Elsewhere, on the single Someone Else #2 – a nocturnal, bittersweet and moving piece – the warmth and edge to the vocal sound, the bubbling and spinning synthesizers, and the bouncy electric bass guitar evoke images of the night sky; stars, planets and galaxies whirling overhead, and of being a tiny speck floating in the middle of it all. It is a story about longing for your beloved, unsure if it’s returned: “I can’t get you off my mind / I have tried a thousand times / When the stars come out / I close my eyes and wonder to myself / Do you think of me tonight / Or someone else, or someone else?”

The title references Asger Tarpgaard’s old band Superheroes’ hit Someone Else and, fittingly, he’s joined by old bandmates Thomas Troelsen and Tanja Simonsen on backing vocals.

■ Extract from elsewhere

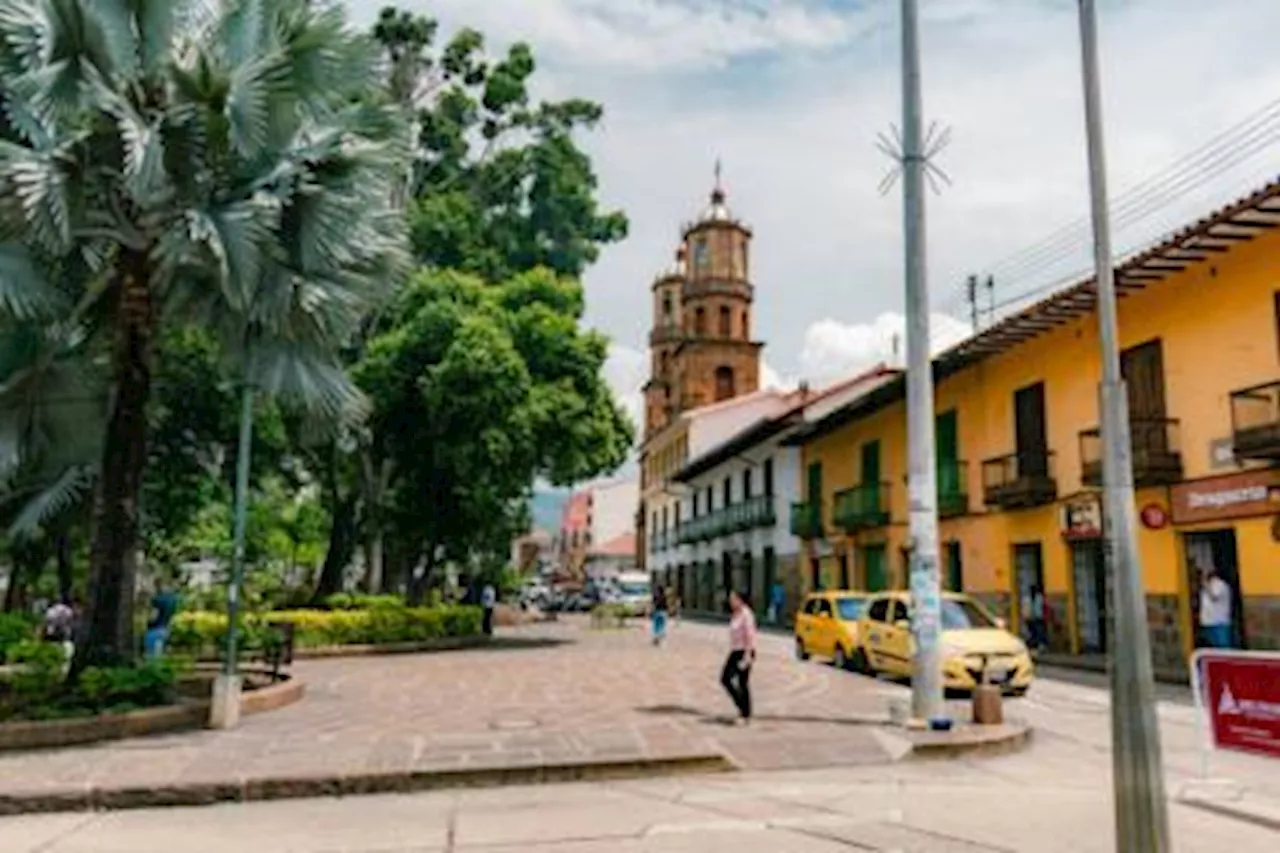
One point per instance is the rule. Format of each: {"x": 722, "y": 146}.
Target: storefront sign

I’d been working quite a lot on the call-response choir of the chorus, but couldn’t make it feel right. I was close to abandoning the idea of choir when the idea of having my two childhood friends from Superheroes came up,” Asger explains. “It completed the song. Musically it felt just right and it gave a new meaning to both the lyrics and the title. The past and present came together.

In his native Denmark, Asger Tarpgaard experienced a meteoric rise with his first band Superheroes as a 16-year-old guitarist at the end of the 90’s; a journey that saw the band topping charts over the course of three albums and five EP’s, and even being hyped and recommended by none other than Beck! After, he joined the power pop trio Private with Tanja Forsberg Simonsen of ONBC and producer/singer Thomas Troelsen, and performed with Lightwave Empire with Bjarke Niemann of Spleen United.

The original Someone Else (the Superheroes single) has served as a creative blueprint for Tarpgaard – the track he has held up as the gold standard. For Late Runner, it’s been a rule of thumb that any songs he wrote conjured a feeling of something sitting right (that gut feelin’) in a way similar to Someone Else – and every song on Nothing’s Real Anymore has this quality to it. 

The album is an introduction to a promising new artist (in the solo sense) – and a work that, in and of itself, fulfils that promise. Enjoy!